Chalands et négociants d'accourir : " Quelles sont, ô étranger, ces poires d'un genre nouveau, si bien rebondies et si vilainement bosselées ? " - " Ce sont, messires, des coings. Un fruit fort subtil, qui ne dévoilera ses charmes qu'à celui qui aura la patience de jouer au jeu des quatre coings. " - " Pfui, répondaient chalands et négociants, on ne vient pas à la foire pour jouer. Goûtons plutôt ! " Et croc ! Ils goûtaient... et s'enfuyaient épouvantés.

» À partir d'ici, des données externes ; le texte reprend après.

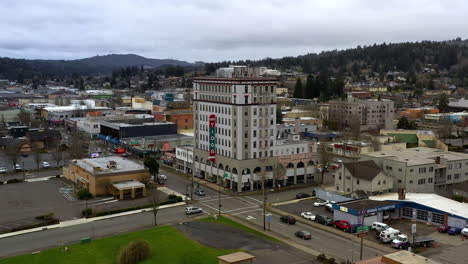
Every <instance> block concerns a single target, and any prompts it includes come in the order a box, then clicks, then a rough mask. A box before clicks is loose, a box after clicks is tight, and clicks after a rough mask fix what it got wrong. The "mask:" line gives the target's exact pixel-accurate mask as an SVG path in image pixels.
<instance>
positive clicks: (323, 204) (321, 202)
mask: <svg viewBox="0 0 468 264" xmlns="http://www.w3.org/2000/svg"><path fill="white" fill-rule="evenodd" d="M329 203H330V201H321V202H315V203H314V206H315V207H320V206H325V205H327V204H329Z"/></svg>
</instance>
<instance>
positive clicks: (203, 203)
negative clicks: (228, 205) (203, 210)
mask: <svg viewBox="0 0 468 264" xmlns="http://www.w3.org/2000/svg"><path fill="white" fill-rule="evenodd" d="M200 204H202V205H203V206H206V207H208V208H210V209H212V210H215V211H216V212H218V210H219V209H218V208H214V207H212V206H209V205H207V204H204V203H200ZM221 213H223V210H221Z"/></svg>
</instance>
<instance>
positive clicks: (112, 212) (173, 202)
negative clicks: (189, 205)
mask: <svg viewBox="0 0 468 264" xmlns="http://www.w3.org/2000/svg"><path fill="white" fill-rule="evenodd" d="M178 202H182V197H180V196H176V195H173V196H171V195H170V196H169V200H166V201H164V202H161V203H159V204H158V206H160V205H166V204H173V203H178ZM151 207H153V204H144V205H140V206H134V207H128V208H121V209H115V210H109V211H105V212H98V213H96V215H95V216H104V215H111V214H120V213H125V212H129V211H133V210H139V209H145V208H151ZM86 213H88V215H89V211H88V212H86ZM82 214H85V212H82Z"/></svg>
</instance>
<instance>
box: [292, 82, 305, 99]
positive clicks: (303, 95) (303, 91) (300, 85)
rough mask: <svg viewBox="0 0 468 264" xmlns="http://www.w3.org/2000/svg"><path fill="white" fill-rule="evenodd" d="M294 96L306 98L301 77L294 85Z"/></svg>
mask: <svg viewBox="0 0 468 264" xmlns="http://www.w3.org/2000/svg"><path fill="white" fill-rule="evenodd" d="M293 97H294V98H304V91H303V89H302V81H301V78H297V81H296V85H295V86H294V95H293Z"/></svg>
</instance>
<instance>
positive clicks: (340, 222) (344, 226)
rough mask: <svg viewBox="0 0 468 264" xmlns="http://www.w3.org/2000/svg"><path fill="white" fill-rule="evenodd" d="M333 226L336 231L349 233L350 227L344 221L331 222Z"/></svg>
mask: <svg viewBox="0 0 468 264" xmlns="http://www.w3.org/2000/svg"><path fill="white" fill-rule="evenodd" d="M333 226H334V227H335V228H338V229H341V230H343V231H349V229H350V228H351V225H350V224H349V222H348V221H346V220H336V221H333Z"/></svg>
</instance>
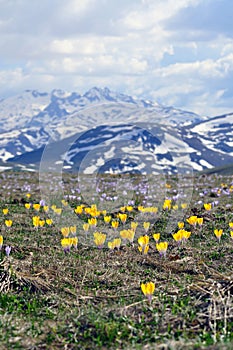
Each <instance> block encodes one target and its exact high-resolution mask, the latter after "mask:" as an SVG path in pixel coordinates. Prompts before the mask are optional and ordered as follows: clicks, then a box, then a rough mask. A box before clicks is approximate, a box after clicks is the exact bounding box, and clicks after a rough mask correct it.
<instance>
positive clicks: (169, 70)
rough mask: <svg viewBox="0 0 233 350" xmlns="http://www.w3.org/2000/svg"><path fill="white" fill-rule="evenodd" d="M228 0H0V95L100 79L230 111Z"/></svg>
mask: <svg viewBox="0 0 233 350" xmlns="http://www.w3.org/2000/svg"><path fill="white" fill-rule="evenodd" d="M232 18H233V2H232V1H230V0H175V1H174V0H47V1H45V0H33V1H31V0H8V1H6V0H0V52H1V55H0V98H1V97H7V96H9V95H12V94H18V93H21V92H22V91H23V90H25V89H38V90H40V91H50V90H52V89H54V88H61V89H64V90H68V91H77V92H80V93H83V92H85V91H86V90H88V89H89V88H91V87H92V86H99V87H104V86H108V87H109V88H110V89H112V90H114V91H119V92H123V93H127V94H129V95H132V96H135V97H143V98H147V99H151V100H153V101H158V102H160V103H162V104H164V105H173V106H175V107H179V108H182V109H186V110H190V111H193V112H196V113H199V114H201V115H210V116H213V115H220V114H223V113H227V112H233V25H232Z"/></svg>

Mais voilà qu'un jeune homme vient à passer. Le marchand oriental lui proposa son jeu des quatre coings, et l'autre d'accepter. " Premièrement, dit l'étranger, tu prendras ce coing et en feras de la compote. Reviens me voir quand tu l'auras goûtée" ". Le jeune homme revint le lendemain et dit : " Maître, j'ai fait selon tes indications. Il m'en a pris deux heures de travail et de cuisson pour obtenir une compote, ma foi, fort honnête. " - " Fort bien, jeune ami. Prends maintenant ce deuxième coing, tu en feras de la gelée. Reviens me voir quand tu l'auras goûtée. L'autre revint deux jours plus tard. " Vénérable maître, je n'ai ménagé ni mon temps ni ma peine. Une nuit entière j'ai dû laisser égoutter le fruit. Mais la gelée qui en est sortie et, ma foi, la plus exquise qui soit au monde. " - " Bravo. Prends maintenant ce troisième coing, et fais-en de la pâte de fruit. Reviens me voir quand tu l'auras goûtée. " Il revint au bout de trois jours. " Mon bon seigneur, jamais dans ma vie je n'aurai tant peiné que pour cuire, égoutter et confire ce fruit. Mais quand j'eus porté à mes lèvres le résultat de mes efforts, il m'a semblé qu'il fallait être un dieu pour être digne d'un tel régal. " - " Excellent. Prends maintenant ce quatrième coing et mange-le sur-le-champ. " " Il y planta ses dents et recracha aussitôt. " Eh bien, jeune homme, qu'en dis-tu ? " - " Je dis, seigneur tout puissant, que tu m'as fait comprendre de grandes choses, mais qu'il serait bien trivial de les énoncer tout cru. Je préfère t'acheter tout ton chargement de coings. "

Après quoi le jeune homme fit fortune et devint un personnage respecté, ami de l'effort... et du plaisir.

Issy-les-Moulineaux, vers 1986.
Coquilles et syntaxe corrigées le 4 janvier 2010 grâce à mon ami René Salles.